30/06/2020

Line Rider

Wheeeeee?




Many games allow players to get creative using inbuilt tools. Maps. Characters. Even whole games, built within other games. But how many of us don't bother? No matter how easy the tools are to use, we know other people have more time, energy, skill, and desire to put us to shame. There is, perhaps, no better demonstration of this than Line Rider.





Funstrations


Line Rider is incredibly simple to get your head around. You draw lines which a guy on a sled follows until he crashes. Slopes, jumps, walls, whatever you threw at him, he'd try and tackle, his momentum carrying him as far as the underlying physics would allow.

But it was also a Flash game, and in 2020, you've got to hunt them down. I was able to play the Beta for Line Rider salvaged from the Internet and preserved as part of Flashpoint, an effort to keep old Flash games and animations alive, well after the death of Flash itself.

To give you an idea of how far Flash has fallen, and how much we've all forgotten about it, I'm using Flashpoint 6.1 when the latest version is already Flashpoint 8.0. I need Flash so little in my life that even the efforts to preserve it are being forgotten.

And yet Line Rider stands firm in our memories.




Why is that? All we ever did on it was draw a few lines, hit play, watch the rider fall over and call it a day. I was bored after just a few minutes here, but I was bored for one reason above all others: I knew I'd never had the time, patience, or even need to put in the insane amount of effort required to make Line Rider sing.

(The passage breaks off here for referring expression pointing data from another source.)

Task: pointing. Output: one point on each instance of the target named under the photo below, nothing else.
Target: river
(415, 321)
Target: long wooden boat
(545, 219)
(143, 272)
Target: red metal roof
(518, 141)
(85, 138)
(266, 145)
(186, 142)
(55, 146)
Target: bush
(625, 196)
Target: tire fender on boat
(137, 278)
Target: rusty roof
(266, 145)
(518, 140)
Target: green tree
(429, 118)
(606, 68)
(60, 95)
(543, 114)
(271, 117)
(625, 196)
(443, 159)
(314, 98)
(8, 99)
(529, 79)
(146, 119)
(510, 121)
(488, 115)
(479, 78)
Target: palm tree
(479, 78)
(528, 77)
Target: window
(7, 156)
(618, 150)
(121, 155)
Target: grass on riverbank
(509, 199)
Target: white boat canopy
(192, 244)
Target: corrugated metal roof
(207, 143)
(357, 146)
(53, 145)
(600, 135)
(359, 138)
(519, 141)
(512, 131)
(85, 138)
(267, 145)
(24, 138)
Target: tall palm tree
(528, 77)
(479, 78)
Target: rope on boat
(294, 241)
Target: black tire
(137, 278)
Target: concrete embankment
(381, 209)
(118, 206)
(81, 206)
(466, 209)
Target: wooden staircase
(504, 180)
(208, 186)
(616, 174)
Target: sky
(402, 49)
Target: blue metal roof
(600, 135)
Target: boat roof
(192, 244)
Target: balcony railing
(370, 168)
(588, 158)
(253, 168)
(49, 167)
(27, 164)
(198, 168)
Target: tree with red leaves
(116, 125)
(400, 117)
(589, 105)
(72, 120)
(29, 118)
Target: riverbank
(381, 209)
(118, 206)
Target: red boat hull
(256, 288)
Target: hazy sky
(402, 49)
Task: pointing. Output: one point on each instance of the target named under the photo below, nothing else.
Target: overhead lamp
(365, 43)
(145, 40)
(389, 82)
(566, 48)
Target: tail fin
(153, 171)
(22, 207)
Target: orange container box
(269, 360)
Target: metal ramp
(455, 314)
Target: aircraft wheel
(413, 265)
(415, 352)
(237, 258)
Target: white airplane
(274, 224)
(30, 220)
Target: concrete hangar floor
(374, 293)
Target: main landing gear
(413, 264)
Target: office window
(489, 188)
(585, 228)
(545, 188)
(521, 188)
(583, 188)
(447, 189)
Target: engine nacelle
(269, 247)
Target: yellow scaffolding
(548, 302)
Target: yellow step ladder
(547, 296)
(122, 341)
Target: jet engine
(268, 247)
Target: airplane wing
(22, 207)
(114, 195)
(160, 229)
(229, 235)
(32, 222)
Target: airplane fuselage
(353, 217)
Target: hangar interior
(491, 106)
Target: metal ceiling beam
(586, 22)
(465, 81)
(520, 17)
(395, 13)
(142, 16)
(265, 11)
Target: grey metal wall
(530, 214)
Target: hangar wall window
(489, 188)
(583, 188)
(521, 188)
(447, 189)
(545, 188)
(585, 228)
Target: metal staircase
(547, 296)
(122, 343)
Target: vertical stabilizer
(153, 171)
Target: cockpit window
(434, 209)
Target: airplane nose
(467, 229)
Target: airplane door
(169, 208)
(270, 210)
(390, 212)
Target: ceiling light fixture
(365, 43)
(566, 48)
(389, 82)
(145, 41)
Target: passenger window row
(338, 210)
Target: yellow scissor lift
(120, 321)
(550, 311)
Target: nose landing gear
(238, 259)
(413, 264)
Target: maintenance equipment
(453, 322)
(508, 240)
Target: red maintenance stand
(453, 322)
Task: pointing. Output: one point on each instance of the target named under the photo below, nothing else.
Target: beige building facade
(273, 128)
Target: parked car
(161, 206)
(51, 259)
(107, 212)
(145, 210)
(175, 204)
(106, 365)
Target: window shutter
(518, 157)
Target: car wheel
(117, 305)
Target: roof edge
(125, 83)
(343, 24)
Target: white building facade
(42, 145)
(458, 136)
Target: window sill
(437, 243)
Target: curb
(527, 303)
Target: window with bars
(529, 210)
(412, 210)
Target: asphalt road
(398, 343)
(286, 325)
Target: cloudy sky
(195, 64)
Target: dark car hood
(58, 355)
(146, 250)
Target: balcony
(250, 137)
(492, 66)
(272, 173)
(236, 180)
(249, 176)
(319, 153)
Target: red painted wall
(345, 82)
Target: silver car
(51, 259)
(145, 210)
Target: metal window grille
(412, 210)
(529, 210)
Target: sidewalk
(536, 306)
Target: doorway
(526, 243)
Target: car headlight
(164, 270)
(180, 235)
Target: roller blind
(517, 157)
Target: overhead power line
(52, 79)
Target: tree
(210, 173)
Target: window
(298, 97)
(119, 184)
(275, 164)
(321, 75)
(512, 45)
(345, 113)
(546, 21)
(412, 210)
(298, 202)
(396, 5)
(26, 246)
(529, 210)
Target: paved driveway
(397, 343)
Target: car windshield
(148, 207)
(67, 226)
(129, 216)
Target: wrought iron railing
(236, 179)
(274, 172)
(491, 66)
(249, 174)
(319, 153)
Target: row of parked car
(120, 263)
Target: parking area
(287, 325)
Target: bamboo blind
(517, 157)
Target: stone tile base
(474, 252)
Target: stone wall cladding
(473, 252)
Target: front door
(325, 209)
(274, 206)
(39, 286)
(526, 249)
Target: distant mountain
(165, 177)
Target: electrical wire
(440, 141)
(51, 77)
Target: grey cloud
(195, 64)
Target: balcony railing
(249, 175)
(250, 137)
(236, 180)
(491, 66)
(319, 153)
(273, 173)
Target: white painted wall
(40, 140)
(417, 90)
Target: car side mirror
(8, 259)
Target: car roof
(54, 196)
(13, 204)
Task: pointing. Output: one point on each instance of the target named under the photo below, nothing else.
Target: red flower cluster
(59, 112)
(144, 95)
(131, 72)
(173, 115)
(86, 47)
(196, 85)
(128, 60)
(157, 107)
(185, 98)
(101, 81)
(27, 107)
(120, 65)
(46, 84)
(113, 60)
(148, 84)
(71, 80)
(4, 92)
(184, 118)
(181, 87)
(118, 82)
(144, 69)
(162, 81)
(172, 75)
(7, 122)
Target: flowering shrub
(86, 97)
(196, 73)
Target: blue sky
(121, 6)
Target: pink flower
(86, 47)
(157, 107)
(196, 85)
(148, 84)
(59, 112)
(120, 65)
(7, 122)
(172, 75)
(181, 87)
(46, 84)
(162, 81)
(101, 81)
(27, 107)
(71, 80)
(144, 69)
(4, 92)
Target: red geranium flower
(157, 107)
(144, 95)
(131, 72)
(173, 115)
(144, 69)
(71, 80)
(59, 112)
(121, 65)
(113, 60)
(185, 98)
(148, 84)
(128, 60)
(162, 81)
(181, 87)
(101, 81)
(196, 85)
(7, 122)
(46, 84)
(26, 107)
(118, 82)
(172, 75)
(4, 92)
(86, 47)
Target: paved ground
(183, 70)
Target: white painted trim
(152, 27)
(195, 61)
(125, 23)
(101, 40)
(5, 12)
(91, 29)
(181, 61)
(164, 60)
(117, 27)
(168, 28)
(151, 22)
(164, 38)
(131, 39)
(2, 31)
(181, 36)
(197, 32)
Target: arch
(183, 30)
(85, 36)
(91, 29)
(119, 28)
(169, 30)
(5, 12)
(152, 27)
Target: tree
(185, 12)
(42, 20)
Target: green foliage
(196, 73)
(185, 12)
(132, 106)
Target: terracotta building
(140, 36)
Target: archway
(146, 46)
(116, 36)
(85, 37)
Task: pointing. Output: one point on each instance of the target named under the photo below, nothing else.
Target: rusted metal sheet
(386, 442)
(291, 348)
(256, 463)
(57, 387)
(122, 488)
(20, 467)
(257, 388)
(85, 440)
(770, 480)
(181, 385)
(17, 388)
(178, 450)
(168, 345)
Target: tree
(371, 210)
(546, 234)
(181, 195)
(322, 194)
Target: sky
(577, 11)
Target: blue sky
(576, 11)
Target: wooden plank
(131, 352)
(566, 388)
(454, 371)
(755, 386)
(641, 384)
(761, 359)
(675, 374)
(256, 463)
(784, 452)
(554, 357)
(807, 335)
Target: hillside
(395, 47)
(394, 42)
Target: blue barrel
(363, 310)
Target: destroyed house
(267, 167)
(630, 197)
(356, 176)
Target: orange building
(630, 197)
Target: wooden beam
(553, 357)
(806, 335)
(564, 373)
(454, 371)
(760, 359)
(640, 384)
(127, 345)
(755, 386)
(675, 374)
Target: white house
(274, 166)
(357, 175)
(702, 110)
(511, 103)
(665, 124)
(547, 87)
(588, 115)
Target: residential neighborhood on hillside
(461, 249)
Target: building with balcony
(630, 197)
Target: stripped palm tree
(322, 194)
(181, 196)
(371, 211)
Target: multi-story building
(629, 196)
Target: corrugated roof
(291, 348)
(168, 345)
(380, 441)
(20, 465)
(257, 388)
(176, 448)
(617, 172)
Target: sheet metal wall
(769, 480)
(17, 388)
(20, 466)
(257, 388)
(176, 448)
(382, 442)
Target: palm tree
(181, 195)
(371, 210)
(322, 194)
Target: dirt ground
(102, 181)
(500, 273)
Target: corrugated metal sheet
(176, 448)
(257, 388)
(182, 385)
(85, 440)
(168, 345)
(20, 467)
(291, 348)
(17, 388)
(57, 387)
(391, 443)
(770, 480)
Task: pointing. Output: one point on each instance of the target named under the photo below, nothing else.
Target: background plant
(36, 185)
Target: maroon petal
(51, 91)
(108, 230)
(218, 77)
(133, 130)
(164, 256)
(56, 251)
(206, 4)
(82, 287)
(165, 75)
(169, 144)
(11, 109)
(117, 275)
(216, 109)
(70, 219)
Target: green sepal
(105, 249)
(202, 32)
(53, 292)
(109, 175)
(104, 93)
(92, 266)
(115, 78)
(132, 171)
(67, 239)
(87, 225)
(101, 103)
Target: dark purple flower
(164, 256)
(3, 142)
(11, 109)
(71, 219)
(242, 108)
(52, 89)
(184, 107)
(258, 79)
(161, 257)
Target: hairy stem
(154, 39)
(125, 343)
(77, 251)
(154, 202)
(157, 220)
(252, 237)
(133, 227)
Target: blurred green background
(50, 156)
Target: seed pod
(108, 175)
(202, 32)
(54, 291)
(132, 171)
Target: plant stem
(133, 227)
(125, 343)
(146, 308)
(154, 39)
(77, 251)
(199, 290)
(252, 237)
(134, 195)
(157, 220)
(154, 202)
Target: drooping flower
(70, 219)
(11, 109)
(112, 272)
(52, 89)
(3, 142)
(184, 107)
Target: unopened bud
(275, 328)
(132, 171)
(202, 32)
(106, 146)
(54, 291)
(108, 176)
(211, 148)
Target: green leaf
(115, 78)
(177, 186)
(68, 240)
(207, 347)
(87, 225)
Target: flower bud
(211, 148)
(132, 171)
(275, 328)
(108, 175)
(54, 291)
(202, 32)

Search YouTube for Line Rider and you'll find videos stretching back years of increasingly elaborate, gargantuan runs. Often accompanied by music that coincides with the action on screen, each jump and landing occurring on the beat, when a line (or a few thousand of them) is drawn by the hand of a skilled, devoted artist, Line Rider is like nothing else.

I got bored of Line Rider because a very dedicated few are not, and it's hard not to compare your pathetic efforts to their insane creations.


Final Word


If you can find a version of Line Rider that doesn't exist on a Nintendo console, play around with it before searching YouTube. I know that's quite hard when I've embedded an hours-worth of Line Rider just a few paragraphs above, but do try - because playing Line Rider afterwards is a whole lot different.

I remember my experiences with mid-noughties Flash games. I know the classics. I admire the oddities. And I know that even then, I didn't spend any great length of time with Line Rider.

You get back what you put it, I guess. I never put much in, and seeing what I've seen of Line Rider since, I know I never will.


Fun Facts


The creator prefers to describe Line Rider as a 'toy', rather than a 'game'. Clearly, the editors of the 1001 list beg to differ.

Line Rider, developed by Boštjan Čadež, first released in 2006.
Version played: Line Rider Beta 2, Flash, 2006, via Flashpoint.